Will locks on Rx bottles curb opioid abuse?

September 3, 2015

The state of Illinois will launch a pilot program next year to try to answer that question.

The state of Illinois will launch a pilot program next year to try to answer that question.

In an effort to curb prescription drug abuse, Illinois will provide financial incentives to pharmacies to place locking devices on bottles of painkillers that contain hydrocodone. An alphanumeric combination lock on the bottles will only allow the person with the code to access the medicine.

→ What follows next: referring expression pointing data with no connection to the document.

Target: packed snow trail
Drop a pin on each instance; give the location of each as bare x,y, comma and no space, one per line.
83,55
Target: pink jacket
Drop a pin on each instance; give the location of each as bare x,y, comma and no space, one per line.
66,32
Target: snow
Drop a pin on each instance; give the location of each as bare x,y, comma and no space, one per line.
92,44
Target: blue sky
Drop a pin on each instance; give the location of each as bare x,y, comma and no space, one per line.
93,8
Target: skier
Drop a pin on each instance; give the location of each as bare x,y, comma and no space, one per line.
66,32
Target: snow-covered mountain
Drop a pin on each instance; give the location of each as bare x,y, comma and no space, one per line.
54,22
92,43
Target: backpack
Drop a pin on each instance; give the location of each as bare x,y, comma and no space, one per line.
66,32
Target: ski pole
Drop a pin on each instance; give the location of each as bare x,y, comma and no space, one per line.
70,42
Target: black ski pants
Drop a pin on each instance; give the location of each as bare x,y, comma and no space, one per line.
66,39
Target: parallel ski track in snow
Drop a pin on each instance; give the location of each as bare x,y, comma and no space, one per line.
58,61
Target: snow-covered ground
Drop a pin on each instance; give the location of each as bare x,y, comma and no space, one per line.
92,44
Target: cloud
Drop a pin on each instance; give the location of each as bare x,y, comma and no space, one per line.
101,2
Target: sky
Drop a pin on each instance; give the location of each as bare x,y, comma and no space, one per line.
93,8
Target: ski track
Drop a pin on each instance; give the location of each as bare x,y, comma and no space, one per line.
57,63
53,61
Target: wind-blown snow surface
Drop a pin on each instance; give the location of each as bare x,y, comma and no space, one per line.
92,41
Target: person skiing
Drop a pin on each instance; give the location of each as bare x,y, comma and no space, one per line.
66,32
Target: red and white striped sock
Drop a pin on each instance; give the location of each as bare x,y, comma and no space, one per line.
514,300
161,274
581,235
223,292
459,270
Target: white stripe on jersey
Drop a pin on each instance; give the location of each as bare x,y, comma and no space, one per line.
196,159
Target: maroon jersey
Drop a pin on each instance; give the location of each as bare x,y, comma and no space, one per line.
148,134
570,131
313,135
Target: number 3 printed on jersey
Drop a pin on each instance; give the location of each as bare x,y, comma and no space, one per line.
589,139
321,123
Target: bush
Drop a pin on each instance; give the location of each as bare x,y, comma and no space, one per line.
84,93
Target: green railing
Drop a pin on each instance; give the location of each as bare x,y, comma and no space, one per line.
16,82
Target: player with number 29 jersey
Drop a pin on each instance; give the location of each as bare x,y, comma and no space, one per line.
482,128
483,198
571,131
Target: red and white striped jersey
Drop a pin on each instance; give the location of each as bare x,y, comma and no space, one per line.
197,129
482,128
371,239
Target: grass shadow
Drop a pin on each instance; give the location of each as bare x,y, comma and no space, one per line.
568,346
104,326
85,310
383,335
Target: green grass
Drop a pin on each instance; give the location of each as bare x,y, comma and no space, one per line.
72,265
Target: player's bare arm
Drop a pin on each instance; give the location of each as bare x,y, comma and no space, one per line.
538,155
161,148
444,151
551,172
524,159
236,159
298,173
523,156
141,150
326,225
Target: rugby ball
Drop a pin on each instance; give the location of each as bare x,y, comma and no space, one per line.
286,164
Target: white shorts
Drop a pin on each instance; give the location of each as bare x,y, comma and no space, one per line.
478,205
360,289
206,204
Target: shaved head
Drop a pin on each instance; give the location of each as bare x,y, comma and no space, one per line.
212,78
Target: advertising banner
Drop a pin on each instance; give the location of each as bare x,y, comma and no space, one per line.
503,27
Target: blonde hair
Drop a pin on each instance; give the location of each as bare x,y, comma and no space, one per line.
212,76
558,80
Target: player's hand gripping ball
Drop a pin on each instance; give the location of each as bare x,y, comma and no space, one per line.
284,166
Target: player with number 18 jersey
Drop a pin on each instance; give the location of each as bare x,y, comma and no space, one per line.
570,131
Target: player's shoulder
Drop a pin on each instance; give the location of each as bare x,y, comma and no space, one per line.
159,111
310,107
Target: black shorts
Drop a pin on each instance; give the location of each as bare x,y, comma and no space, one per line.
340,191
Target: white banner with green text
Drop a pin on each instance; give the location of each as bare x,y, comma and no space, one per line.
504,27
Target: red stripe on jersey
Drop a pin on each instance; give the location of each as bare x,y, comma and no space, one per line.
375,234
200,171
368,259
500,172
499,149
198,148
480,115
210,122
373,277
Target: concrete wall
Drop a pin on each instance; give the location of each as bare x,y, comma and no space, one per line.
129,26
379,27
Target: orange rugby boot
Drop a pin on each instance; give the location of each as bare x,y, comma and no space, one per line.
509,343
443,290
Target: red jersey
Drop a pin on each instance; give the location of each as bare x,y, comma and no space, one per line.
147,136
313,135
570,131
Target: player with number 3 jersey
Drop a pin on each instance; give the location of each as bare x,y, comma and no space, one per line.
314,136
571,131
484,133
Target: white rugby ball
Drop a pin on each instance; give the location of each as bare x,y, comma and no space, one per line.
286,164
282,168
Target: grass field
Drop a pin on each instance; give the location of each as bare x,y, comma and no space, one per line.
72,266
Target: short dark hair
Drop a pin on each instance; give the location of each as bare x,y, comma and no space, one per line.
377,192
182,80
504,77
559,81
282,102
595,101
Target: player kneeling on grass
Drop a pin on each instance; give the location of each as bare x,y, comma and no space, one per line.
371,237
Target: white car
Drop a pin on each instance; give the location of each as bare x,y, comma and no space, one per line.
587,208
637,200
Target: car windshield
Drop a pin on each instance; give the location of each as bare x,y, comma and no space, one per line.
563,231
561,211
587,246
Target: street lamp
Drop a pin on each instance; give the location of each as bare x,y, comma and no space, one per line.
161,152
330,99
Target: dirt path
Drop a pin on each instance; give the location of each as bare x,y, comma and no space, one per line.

See also: Pill mill crackdown has reduced opioid Rxs

Gov. Bruce Rauner recently signed a measure into law authorizing participating pharmacies to use the numerical locking devices beginning in 2016. However, the program is voluntary and pharmacies do not have to participate.

The Department of Financial and Professional Regulation will oversee the program. Pharmacies that use the locking devices would be reimbursed an unspecified amount for the extra cost of the bottles. The reimbursements would come from the state.

However, doctors can request that the locking devices not be used for specific patients.

“Too many Illinoisans become addicted to these powerful medications," state Sen. Iris Martinez, one of the sponsors of the bill, told the Associated Press. "This legislation will help prevent individuals who haven't obtained a written prescription from using hydrocodone, a dangerous drug when used without a doctor's supervision."

 

During testimony at the state legislature, one former addict called the pilot program an important first step.

"I'm pretty hopeful today for the youth who may not get mixed up in this awful disease," Nick Gore toldWMAQ-TV. "It's a bold move made by Illinois to set the tone for the rest of the country to follow."

Others, however, have called the locking devices a gimmick, and suggest the solution is cracking down on doctors writing excessive amounts of painkiller scripts.